“Go therefore and make disciples of all nations…” (Mt 28:19). But the dynamism of this mission, this openness and breadth of the Gospel, cannot be revised to read: “Go into the world and become the world yourselves! Go into the world and confirm it in its secularity!” The opposite is true.
The holy mystery of God, the mustard seed of the Gospel, cannot be identified with the world but is rather destined to permeate the whole world. That is why we must find again the courage to embrace what is sacred, the courage to distinguish what is Christian – not in order to segregate it, but in order to transform it – the courage to be truly dynamic.
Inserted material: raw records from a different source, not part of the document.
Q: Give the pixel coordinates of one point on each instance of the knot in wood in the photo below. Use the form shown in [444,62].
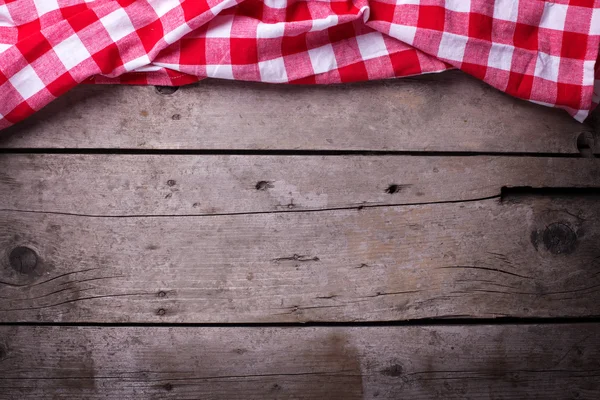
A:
[559,238]
[23,260]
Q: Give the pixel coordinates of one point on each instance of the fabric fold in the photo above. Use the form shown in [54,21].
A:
[541,51]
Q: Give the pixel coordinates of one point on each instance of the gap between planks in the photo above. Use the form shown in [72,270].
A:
[154,185]
[526,361]
[448,112]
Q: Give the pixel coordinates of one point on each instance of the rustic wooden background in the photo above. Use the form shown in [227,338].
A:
[420,238]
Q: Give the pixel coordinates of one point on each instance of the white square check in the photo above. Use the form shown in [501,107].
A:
[506,10]
[5,18]
[71,52]
[500,56]
[177,33]
[589,72]
[452,47]
[273,71]
[596,95]
[458,5]
[269,31]
[547,66]
[117,24]
[45,6]
[27,82]
[403,33]
[371,45]
[220,26]
[323,23]
[595,27]
[222,71]
[137,63]
[554,16]
[161,7]
[322,59]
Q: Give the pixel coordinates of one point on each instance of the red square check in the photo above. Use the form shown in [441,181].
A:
[535,50]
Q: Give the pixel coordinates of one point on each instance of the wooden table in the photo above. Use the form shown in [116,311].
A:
[418,238]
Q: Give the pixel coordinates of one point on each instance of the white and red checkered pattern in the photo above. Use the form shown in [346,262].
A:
[542,51]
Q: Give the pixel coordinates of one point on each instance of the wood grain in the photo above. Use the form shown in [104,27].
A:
[444,112]
[525,256]
[128,185]
[439,362]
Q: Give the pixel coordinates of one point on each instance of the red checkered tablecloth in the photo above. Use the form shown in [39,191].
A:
[542,51]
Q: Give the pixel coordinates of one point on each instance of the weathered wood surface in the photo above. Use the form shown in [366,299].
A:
[445,112]
[522,257]
[191,185]
[440,362]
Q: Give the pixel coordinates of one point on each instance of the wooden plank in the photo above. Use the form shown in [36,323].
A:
[445,112]
[195,185]
[439,362]
[522,257]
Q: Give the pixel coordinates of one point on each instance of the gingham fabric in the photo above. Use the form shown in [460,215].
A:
[542,51]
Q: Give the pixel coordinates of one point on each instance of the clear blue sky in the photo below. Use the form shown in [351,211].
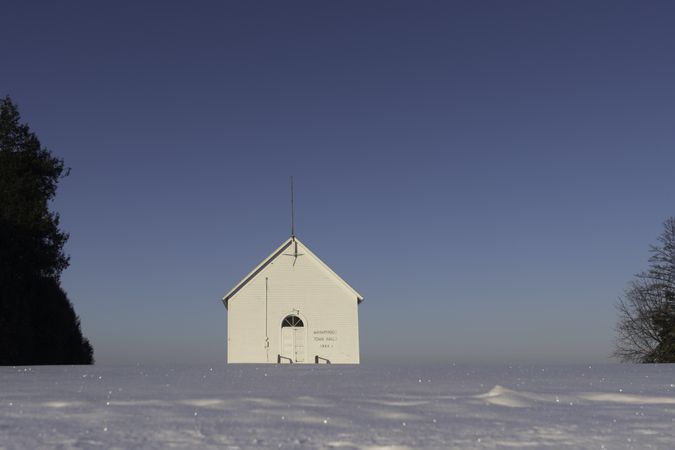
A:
[488,174]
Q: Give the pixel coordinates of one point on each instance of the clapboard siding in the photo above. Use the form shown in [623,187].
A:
[327,306]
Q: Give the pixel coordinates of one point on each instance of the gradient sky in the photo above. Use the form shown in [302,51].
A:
[489,175]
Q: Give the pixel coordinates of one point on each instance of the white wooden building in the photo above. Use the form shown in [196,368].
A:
[292,308]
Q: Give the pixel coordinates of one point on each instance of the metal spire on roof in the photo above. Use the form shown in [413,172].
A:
[292,210]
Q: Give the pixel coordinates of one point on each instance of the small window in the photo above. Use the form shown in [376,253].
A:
[292,321]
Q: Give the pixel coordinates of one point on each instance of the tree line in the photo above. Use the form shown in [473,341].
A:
[38,324]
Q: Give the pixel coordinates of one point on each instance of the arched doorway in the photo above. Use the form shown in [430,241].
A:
[293,338]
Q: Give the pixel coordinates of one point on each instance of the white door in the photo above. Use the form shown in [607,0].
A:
[293,339]
[299,344]
[287,343]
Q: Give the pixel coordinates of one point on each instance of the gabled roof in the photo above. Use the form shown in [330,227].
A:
[278,252]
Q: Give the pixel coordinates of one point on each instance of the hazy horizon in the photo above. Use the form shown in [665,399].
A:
[488,175]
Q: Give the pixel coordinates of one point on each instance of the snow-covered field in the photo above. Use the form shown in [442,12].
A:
[367,406]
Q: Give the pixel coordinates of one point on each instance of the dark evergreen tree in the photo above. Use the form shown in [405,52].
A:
[646,328]
[37,322]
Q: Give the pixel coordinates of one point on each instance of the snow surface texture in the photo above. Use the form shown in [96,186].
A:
[367,406]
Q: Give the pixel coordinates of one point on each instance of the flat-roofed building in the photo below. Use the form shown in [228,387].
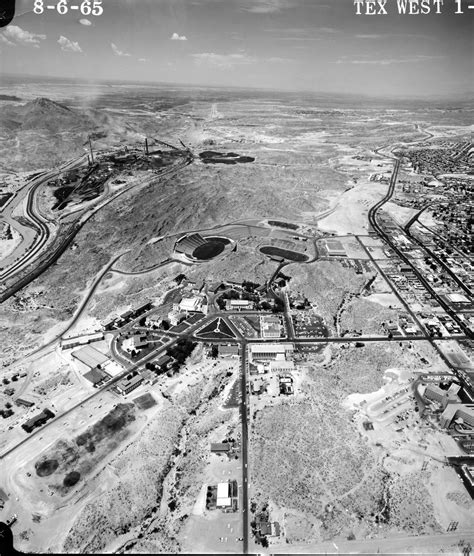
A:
[96,377]
[126,385]
[270,326]
[38,420]
[239,304]
[220,447]
[271,352]
[191,304]
[223,495]
[455,411]
[70,343]
[225,350]
[335,248]
[437,394]
[24,403]
[281,366]
[90,356]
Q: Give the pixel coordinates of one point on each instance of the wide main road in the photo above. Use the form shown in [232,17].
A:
[387,239]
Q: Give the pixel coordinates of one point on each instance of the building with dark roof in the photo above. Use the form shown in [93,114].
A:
[38,420]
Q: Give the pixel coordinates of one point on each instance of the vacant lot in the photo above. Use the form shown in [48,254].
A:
[308,458]
[366,317]
[67,462]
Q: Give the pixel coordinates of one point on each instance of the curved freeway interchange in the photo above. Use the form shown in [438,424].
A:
[190,332]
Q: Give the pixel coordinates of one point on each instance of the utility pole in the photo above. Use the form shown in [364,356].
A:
[92,154]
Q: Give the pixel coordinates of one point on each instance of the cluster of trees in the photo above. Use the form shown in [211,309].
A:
[180,352]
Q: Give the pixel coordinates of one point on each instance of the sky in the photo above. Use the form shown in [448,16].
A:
[302,45]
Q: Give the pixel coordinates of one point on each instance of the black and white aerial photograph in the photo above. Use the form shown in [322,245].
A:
[236,277]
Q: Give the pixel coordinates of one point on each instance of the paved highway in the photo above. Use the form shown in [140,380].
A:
[388,240]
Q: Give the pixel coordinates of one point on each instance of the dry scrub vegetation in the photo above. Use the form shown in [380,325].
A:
[307,455]
[158,474]
[324,283]
[366,316]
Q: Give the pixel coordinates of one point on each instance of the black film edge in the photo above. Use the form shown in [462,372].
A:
[7,12]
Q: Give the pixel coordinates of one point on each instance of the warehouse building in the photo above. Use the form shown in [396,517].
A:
[270,326]
[455,412]
[128,384]
[90,356]
[271,352]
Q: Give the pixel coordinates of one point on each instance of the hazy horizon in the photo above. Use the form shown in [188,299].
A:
[286,45]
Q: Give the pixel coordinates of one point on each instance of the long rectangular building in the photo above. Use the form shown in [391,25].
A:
[271,352]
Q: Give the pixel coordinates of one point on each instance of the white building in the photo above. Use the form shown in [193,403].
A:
[223,498]
[191,304]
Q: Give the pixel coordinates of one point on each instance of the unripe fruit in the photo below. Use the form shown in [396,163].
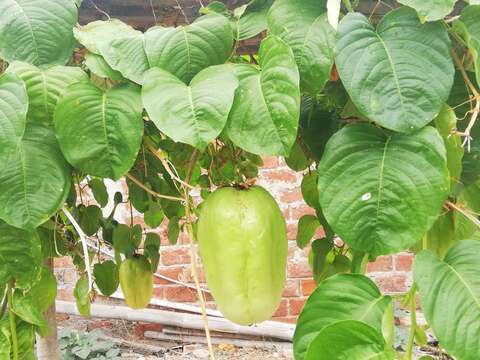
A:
[136,281]
[243,244]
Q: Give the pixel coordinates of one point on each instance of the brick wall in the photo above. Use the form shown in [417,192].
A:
[391,273]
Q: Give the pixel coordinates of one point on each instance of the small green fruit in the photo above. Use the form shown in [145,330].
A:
[136,281]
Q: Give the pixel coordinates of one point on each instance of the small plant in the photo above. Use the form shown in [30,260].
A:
[82,345]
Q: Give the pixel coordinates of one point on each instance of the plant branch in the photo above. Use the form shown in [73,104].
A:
[348,5]
[83,239]
[166,165]
[13,323]
[476,95]
[193,253]
[413,322]
[150,191]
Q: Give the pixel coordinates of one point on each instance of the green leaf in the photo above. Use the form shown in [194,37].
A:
[44,291]
[446,123]
[82,296]
[35,183]
[121,46]
[297,160]
[25,308]
[186,50]
[409,89]
[37,31]
[430,10]
[471,24]
[154,215]
[304,26]
[13,115]
[194,114]
[99,191]
[382,191]
[267,104]
[309,190]
[20,256]
[307,225]
[106,277]
[44,87]
[349,339]
[173,230]
[253,20]
[90,219]
[450,297]
[341,297]
[97,65]
[100,132]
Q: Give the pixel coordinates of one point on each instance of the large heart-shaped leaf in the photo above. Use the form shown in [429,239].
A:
[121,46]
[469,27]
[381,191]
[186,50]
[265,113]
[44,87]
[340,297]
[450,297]
[399,74]
[430,10]
[37,31]
[36,181]
[20,256]
[13,115]
[194,114]
[304,26]
[349,339]
[100,132]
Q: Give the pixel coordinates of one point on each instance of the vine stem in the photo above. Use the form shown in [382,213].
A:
[193,254]
[13,325]
[348,5]
[150,191]
[413,322]
[83,239]
[476,95]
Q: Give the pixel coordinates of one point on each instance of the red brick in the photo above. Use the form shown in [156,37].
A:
[296,306]
[301,210]
[382,263]
[392,283]
[308,286]
[298,269]
[170,272]
[286,319]
[269,162]
[180,294]
[280,175]
[403,262]
[63,263]
[291,289]
[282,309]
[65,294]
[175,256]
[293,195]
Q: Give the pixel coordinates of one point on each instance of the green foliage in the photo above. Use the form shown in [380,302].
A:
[370,193]
[406,93]
[81,346]
[36,31]
[405,177]
[342,297]
[452,285]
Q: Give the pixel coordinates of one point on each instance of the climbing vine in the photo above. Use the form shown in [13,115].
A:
[379,115]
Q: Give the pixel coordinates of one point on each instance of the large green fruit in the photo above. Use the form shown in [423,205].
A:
[243,244]
[136,281]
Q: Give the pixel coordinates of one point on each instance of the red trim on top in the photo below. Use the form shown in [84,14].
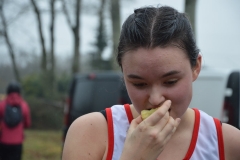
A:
[194,135]
[220,139]
[128,112]
[110,134]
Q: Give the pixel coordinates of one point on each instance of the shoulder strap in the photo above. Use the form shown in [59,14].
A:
[220,139]
[110,133]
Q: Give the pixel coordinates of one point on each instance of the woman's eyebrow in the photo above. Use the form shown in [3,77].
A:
[133,76]
[170,73]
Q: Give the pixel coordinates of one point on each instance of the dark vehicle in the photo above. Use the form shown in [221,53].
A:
[92,92]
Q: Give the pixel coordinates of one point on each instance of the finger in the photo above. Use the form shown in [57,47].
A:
[135,122]
[170,128]
[154,118]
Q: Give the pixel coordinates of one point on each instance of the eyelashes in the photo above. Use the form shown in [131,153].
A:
[166,83]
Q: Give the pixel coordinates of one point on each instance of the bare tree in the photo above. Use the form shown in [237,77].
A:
[75,27]
[40,32]
[190,9]
[8,41]
[52,42]
[115,17]
[101,41]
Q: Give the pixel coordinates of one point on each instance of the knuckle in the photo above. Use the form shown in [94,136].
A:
[153,135]
[142,127]
[160,113]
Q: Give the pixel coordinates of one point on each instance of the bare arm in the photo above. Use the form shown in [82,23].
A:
[86,138]
[231,138]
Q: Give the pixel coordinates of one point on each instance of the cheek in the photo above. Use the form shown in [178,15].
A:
[137,97]
[182,95]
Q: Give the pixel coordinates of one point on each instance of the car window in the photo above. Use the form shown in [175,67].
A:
[106,94]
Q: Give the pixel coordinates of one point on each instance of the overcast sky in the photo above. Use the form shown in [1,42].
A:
[217,31]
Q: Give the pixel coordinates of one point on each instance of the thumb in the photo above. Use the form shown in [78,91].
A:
[135,122]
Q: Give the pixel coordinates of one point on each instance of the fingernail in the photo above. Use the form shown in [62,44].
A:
[178,120]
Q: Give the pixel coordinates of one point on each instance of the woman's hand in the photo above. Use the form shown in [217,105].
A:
[146,138]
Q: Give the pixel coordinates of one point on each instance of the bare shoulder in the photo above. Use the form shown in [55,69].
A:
[231,141]
[86,138]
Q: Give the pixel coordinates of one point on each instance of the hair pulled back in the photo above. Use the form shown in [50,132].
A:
[151,27]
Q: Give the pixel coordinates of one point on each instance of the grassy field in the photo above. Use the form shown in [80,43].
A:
[42,145]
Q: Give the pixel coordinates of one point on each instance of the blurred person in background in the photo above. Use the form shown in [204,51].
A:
[12,137]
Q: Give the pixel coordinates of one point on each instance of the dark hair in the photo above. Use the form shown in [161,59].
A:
[151,27]
[14,87]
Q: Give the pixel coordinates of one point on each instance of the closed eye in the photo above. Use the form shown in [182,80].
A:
[171,82]
[139,85]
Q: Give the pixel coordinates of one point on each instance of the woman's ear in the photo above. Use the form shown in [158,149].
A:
[197,67]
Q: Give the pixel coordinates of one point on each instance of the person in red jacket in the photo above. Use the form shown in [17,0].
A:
[11,139]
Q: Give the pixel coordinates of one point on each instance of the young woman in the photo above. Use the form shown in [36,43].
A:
[159,60]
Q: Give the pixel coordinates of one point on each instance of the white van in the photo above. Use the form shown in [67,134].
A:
[216,91]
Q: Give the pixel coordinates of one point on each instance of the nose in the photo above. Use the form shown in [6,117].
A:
[156,97]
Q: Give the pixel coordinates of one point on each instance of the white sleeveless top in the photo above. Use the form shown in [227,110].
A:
[206,143]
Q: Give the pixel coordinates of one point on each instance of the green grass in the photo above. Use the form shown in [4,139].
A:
[42,145]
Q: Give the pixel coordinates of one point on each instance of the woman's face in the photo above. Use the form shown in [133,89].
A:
[155,75]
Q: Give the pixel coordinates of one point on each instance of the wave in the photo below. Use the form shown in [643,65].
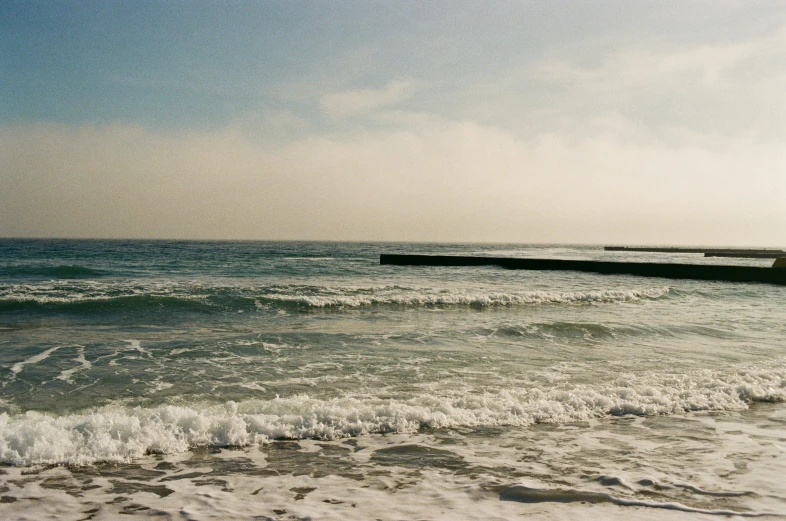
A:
[525,494]
[56,272]
[118,434]
[473,299]
[210,298]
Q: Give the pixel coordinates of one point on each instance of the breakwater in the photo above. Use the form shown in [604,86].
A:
[675,249]
[642,269]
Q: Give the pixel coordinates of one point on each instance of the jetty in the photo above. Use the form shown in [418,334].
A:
[746,255]
[724,251]
[769,275]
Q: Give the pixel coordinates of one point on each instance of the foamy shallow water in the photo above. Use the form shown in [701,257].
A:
[305,381]
[701,465]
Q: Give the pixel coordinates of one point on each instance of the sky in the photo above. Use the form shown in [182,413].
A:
[595,122]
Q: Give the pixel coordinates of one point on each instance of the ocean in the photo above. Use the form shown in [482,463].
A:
[303,380]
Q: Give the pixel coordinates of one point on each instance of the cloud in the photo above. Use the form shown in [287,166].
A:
[437,180]
[351,103]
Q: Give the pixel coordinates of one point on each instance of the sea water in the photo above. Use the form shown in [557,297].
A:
[286,380]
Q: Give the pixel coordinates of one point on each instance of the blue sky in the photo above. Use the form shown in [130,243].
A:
[639,122]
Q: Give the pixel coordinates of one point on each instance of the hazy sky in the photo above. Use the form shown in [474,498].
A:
[659,122]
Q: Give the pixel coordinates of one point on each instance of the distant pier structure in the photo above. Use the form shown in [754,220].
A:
[773,275]
[742,253]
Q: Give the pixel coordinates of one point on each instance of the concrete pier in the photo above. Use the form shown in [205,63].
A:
[754,255]
[692,250]
[641,269]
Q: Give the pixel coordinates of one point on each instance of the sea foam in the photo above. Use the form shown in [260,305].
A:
[116,433]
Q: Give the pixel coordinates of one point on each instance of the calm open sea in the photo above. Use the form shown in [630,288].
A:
[286,380]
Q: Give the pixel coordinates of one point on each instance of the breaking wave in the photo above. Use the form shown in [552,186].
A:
[93,296]
[116,433]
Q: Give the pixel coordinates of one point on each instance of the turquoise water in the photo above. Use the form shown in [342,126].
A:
[444,384]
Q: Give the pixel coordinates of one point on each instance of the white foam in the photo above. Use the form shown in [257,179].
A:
[84,365]
[525,494]
[117,433]
[476,298]
[17,367]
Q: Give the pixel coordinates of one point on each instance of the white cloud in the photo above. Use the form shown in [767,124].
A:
[360,101]
[438,180]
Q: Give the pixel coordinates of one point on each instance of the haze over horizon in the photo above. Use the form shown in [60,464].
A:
[530,122]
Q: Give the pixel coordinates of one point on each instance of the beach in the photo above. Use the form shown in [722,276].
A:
[303,380]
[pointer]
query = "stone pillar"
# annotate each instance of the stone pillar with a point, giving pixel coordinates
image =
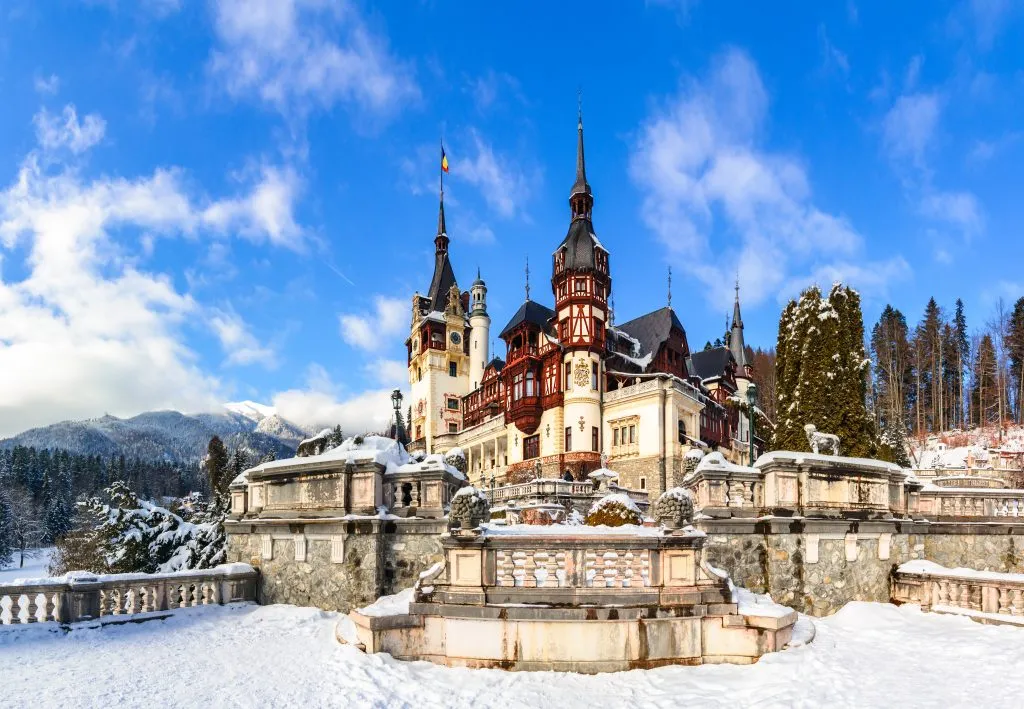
(81, 600)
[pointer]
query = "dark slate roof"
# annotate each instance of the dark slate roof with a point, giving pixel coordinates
(710, 364)
(580, 243)
(652, 329)
(441, 283)
(530, 311)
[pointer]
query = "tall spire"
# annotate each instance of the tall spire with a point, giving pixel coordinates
(581, 198)
(527, 278)
(736, 344)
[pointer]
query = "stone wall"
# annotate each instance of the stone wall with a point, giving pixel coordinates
(817, 566)
(345, 565)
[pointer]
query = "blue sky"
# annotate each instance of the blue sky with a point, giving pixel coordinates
(210, 201)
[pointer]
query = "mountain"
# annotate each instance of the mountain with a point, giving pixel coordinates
(169, 434)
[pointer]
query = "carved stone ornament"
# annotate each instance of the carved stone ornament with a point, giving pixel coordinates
(582, 374)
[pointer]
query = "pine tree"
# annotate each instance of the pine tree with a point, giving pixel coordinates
(217, 471)
(821, 371)
(6, 527)
(337, 438)
(963, 353)
(1015, 347)
(984, 388)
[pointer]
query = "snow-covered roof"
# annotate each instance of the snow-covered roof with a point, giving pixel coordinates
(492, 530)
(615, 499)
(800, 458)
(372, 449)
(716, 461)
(432, 463)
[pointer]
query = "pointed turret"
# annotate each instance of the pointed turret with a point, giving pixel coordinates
(443, 277)
(581, 198)
(736, 344)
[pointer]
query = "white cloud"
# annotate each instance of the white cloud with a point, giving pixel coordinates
(298, 54)
(957, 208)
(388, 372)
(989, 17)
(909, 132)
(264, 213)
(83, 330)
(500, 182)
(374, 331)
(47, 85)
(696, 158)
(909, 126)
(322, 404)
(239, 343)
(54, 132)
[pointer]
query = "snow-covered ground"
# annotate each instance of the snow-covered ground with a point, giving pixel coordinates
(867, 655)
(36, 567)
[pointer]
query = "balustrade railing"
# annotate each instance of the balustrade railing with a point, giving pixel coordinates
(974, 502)
(80, 596)
(540, 489)
(958, 590)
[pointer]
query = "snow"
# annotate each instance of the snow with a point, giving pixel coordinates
(716, 461)
(433, 462)
(933, 569)
(603, 474)
(394, 605)
(801, 458)
(751, 603)
(235, 659)
(251, 410)
(377, 449)
(615, 499)
(491, 530)
(36, 566)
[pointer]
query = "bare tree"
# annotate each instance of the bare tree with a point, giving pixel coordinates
(28, 527)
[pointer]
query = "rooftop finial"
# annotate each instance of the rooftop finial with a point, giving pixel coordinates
(527, 278)
(581, 199)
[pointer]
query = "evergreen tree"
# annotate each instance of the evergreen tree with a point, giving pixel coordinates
(821, 371)
(217, 471)
(1015, 349)
(337, 438)
(984, 390)
(963, 352)
(6, 527)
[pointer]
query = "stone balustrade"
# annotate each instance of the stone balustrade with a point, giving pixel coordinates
(939, 503)
(82, 596)
(988, 596)
(582, 599)
(581, 494)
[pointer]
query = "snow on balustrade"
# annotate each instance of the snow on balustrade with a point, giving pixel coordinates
(987, 596)
(80, 595)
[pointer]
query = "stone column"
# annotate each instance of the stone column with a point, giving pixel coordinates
(81, 600)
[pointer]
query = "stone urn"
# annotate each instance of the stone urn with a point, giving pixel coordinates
(674, 508)
(469, 509)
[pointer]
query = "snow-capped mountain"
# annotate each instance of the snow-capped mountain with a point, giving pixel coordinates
(251, 410)
(170, 434)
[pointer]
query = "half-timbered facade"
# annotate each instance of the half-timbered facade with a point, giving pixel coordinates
(573, 390)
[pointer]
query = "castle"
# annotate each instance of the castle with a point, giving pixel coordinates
(574, 390)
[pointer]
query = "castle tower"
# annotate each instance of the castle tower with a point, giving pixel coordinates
(582, 284)
(744, 369)
(479, 323)
(438, 351)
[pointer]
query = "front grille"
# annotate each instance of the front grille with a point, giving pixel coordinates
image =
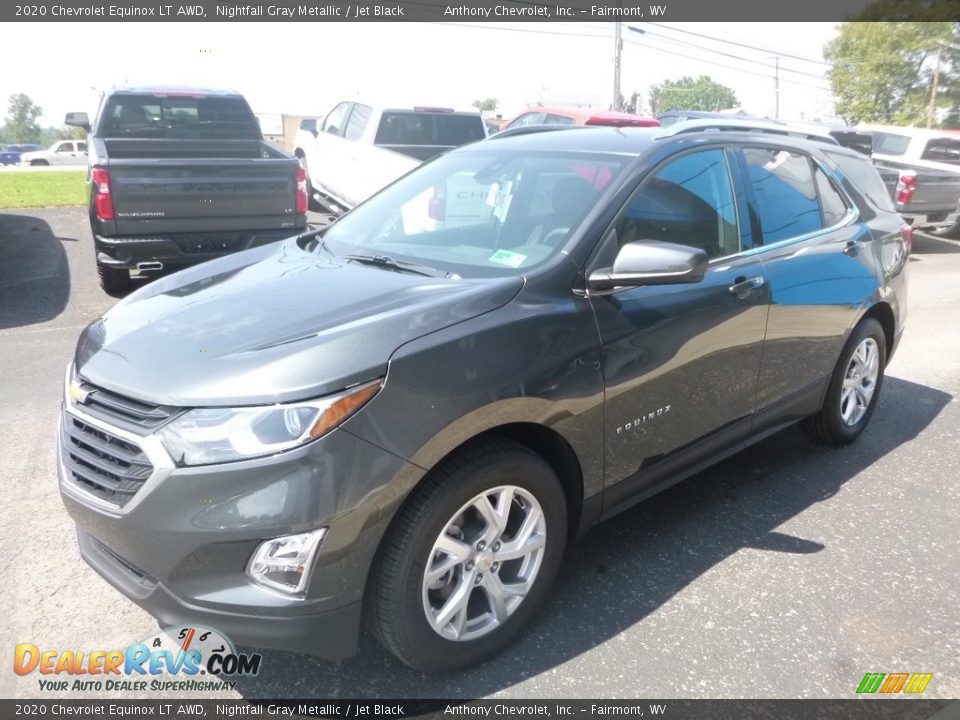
(101, 463)
(127, 413)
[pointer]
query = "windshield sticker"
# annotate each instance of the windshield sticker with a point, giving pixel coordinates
(510, 259)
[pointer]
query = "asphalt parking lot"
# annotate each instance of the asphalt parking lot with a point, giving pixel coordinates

In an interview in 1975, Eugene Ionesco, one of the founders of the theater of the absurd, expressed this with all the passion of seeking and searching that characterizes the person of our age. I quote here a few sentences from that interview. “The Church does not want to lose her present clientele; but she does want to gain new members. The result is a kind of secularization that is truly pitiful. The world is losing its way; the Church is losing herself in the world…I once heard a priest say in Church: Let us be happy, let us shake hands…Jesus is pleased to wish you a pleasant ‘good day’! Before long they will be setting up a bar in church for the Communion of bread and wine and offering sanfwiches and Beaujolais…Nothing is left to us; nothing solid. Everything is in flux. But what we need is a rock.”
It seems to me that if we listen to the voices of our age, of people who are consciously living, suffering, and loving in the world today, we will realize that we cannot serve this world with a kind of banal officiousness. It has no need of confirmation but rather of transformation, of the radicalism of the Gospel.